Master Thesis

As artificial intelligence systems become increasingly integrated into critical decision-making processes across healthcare, finance, justice, and other high-stakes domains, the need for transparent and interpretable explanations of machine learning predictions has become clear. My master's thesis project addresses the fundamental challenge of transforming complex explainability method outputs into intuitive visual representations that support exploration, confirmation, and understanding.

The proposed framework enables users to iteratively explore how local decision boundaries are captured by synthetic neighborhoods and how these neighborhoods translate into interpretable decision rules. Rather than relying on static textual representations that place significant cognitive burden on users, my system implements interactive visualizations that bridge the gap between algorithmic explanations and human understanding.

The system focuses on local explainability methods that generate synthetic neighborhoods around explained instances and extract rules through surrogate models. While implemented using the LORE sa (Stable and Actionable Local Rule-based Explanations) method, the framework's architecture could easily accommodate other state-of-the-art methods.

Through the thesis I gained insights into the intersection of explainable AI, information visualization, and human-computer interaction. I discovered that effective explanation communication requires more than sophisticated algorithms, it demands carefully designed interactive systems that support diverse analytical workflows and accommodate different cognitive preferences.

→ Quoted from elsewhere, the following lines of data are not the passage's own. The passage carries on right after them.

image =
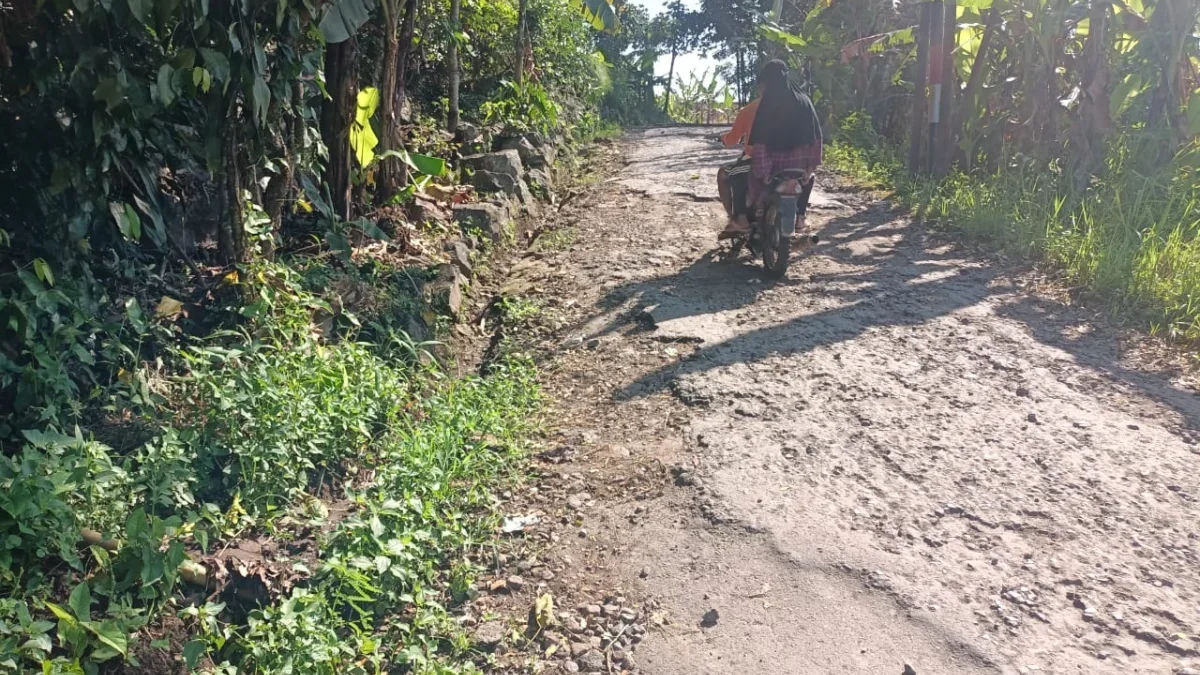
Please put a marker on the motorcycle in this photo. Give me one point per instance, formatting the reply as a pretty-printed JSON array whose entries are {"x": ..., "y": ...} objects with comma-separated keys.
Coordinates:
[{"x": 771, "y": 233}]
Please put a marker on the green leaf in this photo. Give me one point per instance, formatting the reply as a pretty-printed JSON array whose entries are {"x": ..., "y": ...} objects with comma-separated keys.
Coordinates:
[
  {"x": 216, "y": 64},
  {"x": 111, "y": 634},
  {"x": 81, "y": 602},
  {"x": 193, "y": 651},
  {"x": 127, "y": 220},
  {"x": 61, "y": 614},
  {"x": 1123, "y": 93},
  {"x": 133, "y": 310},
  {"x": 43, "y": 272},
  {"x": 262, "y": 100},
  {"x": 427, "y": 165},
  {"x": 165, "y": 85},
  {"x": 600, "y": 13},
  {"x": 40, "y": 643},
  {"x": 345, "y": 18},
  {"x": 111, "y": 91},
  {"x": 1193, "y": 115},
  {"x": 184, "y": 60},
  {"x": 141, "y": 9},
  {"x": 363, "y": 138}
]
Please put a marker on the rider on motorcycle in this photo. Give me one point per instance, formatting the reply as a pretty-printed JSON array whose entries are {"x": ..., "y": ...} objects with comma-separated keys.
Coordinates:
[
  {"x": 733, "y": 179},
  {"x": 785, "y": 135}
]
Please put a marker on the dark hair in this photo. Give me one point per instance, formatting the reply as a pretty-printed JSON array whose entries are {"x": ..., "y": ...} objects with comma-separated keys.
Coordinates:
[{"x": 786, "y": 118}]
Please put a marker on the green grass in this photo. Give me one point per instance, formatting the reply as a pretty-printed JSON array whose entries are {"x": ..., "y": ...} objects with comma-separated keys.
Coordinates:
[
  {"x": 251, "y": 431},
  {"x": 1129, "y": 239}
]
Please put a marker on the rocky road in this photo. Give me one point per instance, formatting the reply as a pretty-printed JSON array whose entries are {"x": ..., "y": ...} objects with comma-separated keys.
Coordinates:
[{"x": 905, "y": 454}]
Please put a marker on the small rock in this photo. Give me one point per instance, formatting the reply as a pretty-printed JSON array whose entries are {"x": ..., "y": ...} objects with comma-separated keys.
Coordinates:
[
  {"x": 592, "y": 661},
  {"x": 460, "y": 255},
  {"x": 491, "y": 634}
]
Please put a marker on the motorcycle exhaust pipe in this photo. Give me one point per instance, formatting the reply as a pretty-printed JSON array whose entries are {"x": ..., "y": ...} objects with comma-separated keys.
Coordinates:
[{"x": 808, "y": 242}]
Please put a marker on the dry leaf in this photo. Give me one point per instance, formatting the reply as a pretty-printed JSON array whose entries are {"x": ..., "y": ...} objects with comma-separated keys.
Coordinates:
[
  {"x": 544, "y": 610},
  {"x": 168, "y": 308}
]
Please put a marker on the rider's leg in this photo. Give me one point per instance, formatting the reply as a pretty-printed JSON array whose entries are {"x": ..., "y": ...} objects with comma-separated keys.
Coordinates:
[
  {"x": 723, "y": 190},
  {"x": 738, "y": 177}
]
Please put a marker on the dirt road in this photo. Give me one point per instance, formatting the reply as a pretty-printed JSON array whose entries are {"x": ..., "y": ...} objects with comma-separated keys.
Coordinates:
[{"x": 899, "y": 455}]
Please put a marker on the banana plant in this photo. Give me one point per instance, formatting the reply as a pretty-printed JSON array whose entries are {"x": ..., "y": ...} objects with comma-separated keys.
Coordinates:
[{"x": 600, "y": 13}]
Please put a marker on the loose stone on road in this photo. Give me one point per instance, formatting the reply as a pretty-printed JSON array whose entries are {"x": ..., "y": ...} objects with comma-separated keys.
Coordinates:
[{"x": 899, "y": 459}]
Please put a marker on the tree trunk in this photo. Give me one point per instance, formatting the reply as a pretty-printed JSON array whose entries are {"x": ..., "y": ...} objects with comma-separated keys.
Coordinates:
[
  {"x": 1095, "y": 120},
  {"x": 666, "y": 93},
  {"x": 279, "y": 190},
  {"x": 388, "y": 174},
  {"x": 335, "y": 123},
  {"x": 407, "y": 33},
  {"x": 453, "y": 65},
  {"x": 233, "y": 190},
  {"x": 918, "y": 101},
  {"x": 522, "y": 7}
]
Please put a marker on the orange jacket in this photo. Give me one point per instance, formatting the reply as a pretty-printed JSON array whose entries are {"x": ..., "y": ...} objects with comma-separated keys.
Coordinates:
[{"x": 742, "y": 126}]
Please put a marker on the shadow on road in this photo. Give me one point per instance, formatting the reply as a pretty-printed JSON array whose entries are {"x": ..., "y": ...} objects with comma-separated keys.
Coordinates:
[{"x": 887, "y": 274}]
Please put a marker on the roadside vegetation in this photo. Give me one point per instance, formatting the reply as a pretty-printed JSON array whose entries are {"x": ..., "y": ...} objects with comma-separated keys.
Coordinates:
[
  {"x": 1072, "y": 137},
  {"x": 234, "y": 239}
]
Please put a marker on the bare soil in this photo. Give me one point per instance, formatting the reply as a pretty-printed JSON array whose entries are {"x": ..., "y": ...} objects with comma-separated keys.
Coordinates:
[{"x": 903, "y": 454}]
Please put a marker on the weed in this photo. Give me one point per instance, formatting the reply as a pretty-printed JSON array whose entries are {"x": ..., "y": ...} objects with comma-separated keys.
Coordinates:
[
  {"x": 520, "y": 310},
  {"x": 1128, "y": 237}
]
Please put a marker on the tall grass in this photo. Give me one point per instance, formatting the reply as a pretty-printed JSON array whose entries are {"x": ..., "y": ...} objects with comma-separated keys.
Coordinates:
[{"x": 1128, "y": 237}]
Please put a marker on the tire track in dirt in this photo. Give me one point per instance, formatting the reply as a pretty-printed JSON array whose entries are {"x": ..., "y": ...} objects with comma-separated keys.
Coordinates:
[{"x": 897, "y": 455}]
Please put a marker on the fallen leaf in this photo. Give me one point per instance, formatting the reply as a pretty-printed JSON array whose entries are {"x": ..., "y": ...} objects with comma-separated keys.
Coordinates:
[
  {"x": 168, "y": 308},
  {"x": 544, "y": 610},
  {"x": 763, "y": 591},
  {"x": 515, "y": 524}
]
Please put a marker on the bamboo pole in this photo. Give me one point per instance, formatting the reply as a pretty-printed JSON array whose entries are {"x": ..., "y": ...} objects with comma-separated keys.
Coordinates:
[
  {"x": 918, "y": 94},
  {"x": 946, "y": 138}
]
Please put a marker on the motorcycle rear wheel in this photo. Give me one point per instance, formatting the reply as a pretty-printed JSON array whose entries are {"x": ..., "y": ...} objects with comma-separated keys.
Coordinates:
[{"x": 775, "y": 248}]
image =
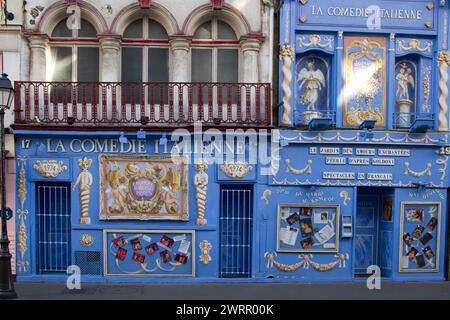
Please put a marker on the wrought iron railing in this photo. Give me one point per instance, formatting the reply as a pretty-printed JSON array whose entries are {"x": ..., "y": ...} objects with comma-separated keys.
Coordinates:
[
  {"x": 128, "y": 104},
  {"x": 403, "y": 120}
]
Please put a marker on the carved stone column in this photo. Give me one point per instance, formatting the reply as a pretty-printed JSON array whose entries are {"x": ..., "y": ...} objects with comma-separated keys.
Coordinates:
[
  {"x": 38, "y": 58},
  {"x": 287, "y": 56},
  {"x": 250, "y": 66},
  {"x": 180, "y": 59},
  {"x": 444, "y": 62},
  {"x": 110, "y": 50}
]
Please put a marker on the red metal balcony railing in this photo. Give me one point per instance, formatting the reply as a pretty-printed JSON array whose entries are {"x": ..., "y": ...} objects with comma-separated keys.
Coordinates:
[{"x": 136, "y": 104}]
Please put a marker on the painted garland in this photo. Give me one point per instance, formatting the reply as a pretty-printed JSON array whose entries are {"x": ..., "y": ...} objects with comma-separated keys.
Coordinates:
[
  {"x": 306, "y": 262},
  {"x": 443, "y": 62}
]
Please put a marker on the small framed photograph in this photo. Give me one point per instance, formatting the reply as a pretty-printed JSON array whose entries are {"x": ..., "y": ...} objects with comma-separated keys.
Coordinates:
[
  {"x": 152, "y": 248},
  {"x": 139, "y": 258},
  {"x": 409, "y": 241},
  {"x": 293, "y": 218},
  {"x": 431, "y": 225},
  {"x": 306, "y": 228},
  {"x": 121, "y": 254},
  {"x": 307, "y": 243},
  {"x": 420, "y": 260},
  {"x": 428, "y": 252},
  {"x": 136, "y": 244},
  {"x": 165, "y": 256},
  {"x": 306, "y": 211},
  {"x": 417, "y": 233},
  {"x": 166, "y": 241}
]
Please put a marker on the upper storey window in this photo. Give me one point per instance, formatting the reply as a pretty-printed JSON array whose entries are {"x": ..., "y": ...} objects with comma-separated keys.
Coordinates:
[
  {"x": 74, "y": 60},
  {"x": 215, "y": 53}
]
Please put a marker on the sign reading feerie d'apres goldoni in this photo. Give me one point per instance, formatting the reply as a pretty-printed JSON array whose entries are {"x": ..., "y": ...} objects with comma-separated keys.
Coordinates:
[{"x": 391, "y": 14}]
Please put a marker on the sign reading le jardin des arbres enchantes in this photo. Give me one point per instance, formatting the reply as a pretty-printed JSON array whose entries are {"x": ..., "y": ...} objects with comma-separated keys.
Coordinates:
[{"x": 391, "y": 14}]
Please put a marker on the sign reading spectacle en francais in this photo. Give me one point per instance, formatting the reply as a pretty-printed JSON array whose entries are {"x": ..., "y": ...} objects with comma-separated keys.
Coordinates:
[{"x": 365, "y": 13}]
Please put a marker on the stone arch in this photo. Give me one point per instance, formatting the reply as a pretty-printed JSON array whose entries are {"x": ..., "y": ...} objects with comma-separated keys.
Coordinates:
[
  {"x": 134, "y": 11},
  {"x": 57, "y": 11},
  {"x": 227, "y": 13}
]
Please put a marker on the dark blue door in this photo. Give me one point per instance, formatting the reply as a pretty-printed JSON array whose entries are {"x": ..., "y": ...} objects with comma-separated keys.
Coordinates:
[
  {"x": 235, "y": 231},
  {"x": 53, "y": 227},
  {"x": 366, "y": 232}
]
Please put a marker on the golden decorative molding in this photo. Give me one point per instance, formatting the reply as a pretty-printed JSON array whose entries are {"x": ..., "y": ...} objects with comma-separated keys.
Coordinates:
[
  {"x": 85, "y": 180},
  {"x": 49, "y": 168},
  {"x": 265, "y": 196},
  {"x": 414, "y": 44},
  {"x": 205, "y": 248},
  {"x": 236, "y": 169},
  {"x": 344, "y": 194},
  {"x": 314, "y": 41},
  {"x": 306, "y": 262},
  {"x": 201, "y": 180},
  {"x": 86, "y": 240},
  {"x": 443, "y": 62},
  {"x": 418, "y": 174},
  {"x": 306, "y": 169},
  {"x": 287, "y": 56}
]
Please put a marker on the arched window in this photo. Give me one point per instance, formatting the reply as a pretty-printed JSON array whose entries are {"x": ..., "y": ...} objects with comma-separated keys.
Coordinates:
[
  {"x": 215, "y": 53},
  {"x": 74, "y": 53},
  {"x": 145, "y": 58}
]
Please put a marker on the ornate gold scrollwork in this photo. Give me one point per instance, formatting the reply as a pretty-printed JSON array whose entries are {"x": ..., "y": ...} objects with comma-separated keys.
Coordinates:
[
  {"x": 306, "y": 169},
  {"x": 236, "y": 169},
  {"x": 205, "y": 248},
  {"x": 50, "y": 168}
]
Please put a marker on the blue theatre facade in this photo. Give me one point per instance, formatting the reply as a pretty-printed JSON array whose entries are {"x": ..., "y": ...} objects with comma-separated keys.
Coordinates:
[{"x": 354, "y": 175}]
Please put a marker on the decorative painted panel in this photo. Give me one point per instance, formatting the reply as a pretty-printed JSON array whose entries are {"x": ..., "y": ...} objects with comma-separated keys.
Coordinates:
[
  {"x": 149, "y": 253},
  {"x": 419, "y": 236},
  {"x": 306, "y": 228},
  {"x": 143, "y": 187},
  {"x": 364, "y": 94}
]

I learned the importance of coordinated multiple views in complex data exploration. By implementing bidirectional coordination between spatial neighborhood projections and hierarchical rule structures, I learned how enabling users to transition between spatial intuition and logical reasoning creates more powerful analytical capabilities than either representation alone.

Bidirectional Coordination mock up
Bidirectional Coordination mock up

Working with dimensionality reduction techniques deepened my understanding of their trade-offs. I learned that UMAP excels at both local and global structure preservation while maintaining computational efficiency, making it ideal for interactive applications. PCA 's linear transformation preserves decision boundaries, enabling direct visualization of surrogate model regions. Each technique offers distinct advantages for different analytical scenarios.

Example of UMAP output on a generated neighborhood
Example of UMAP output on a generated neighborhood
Example of PCA output on a generated neighborhood
Example of PCA output on a generated neighborhood

The development of three alternative decision tree visualizations, Tree Layout, Rule and Counterfactual Rules Centered, and Rule Centered, taught me that there is no single "best" visualization approach. Different layouts serve different cognitive approaches and analytical needs.

Three alternative tree visualizations
Three alternative tree visualizations

The Voronoi tessellation implementation for decision boundary visualization taught me sophisticated geometric algorithms and their application to machine learning visualization. Balancing computational efficiency with visual accuracy through user-configurable granularity settings demonstrated the importance of providing users control over performance-quality trade-offs.

Perhaps most importantly, I learned that effective XAI tools must address cognitive load through visual connection mechanisms, enable confirmation through interactive exploration, and support diverse mental models through multiple representation formats. The documented use cases validated that well-designed coordination mechanisms transform explanation consumption from passive acceptance into active analytical investigation.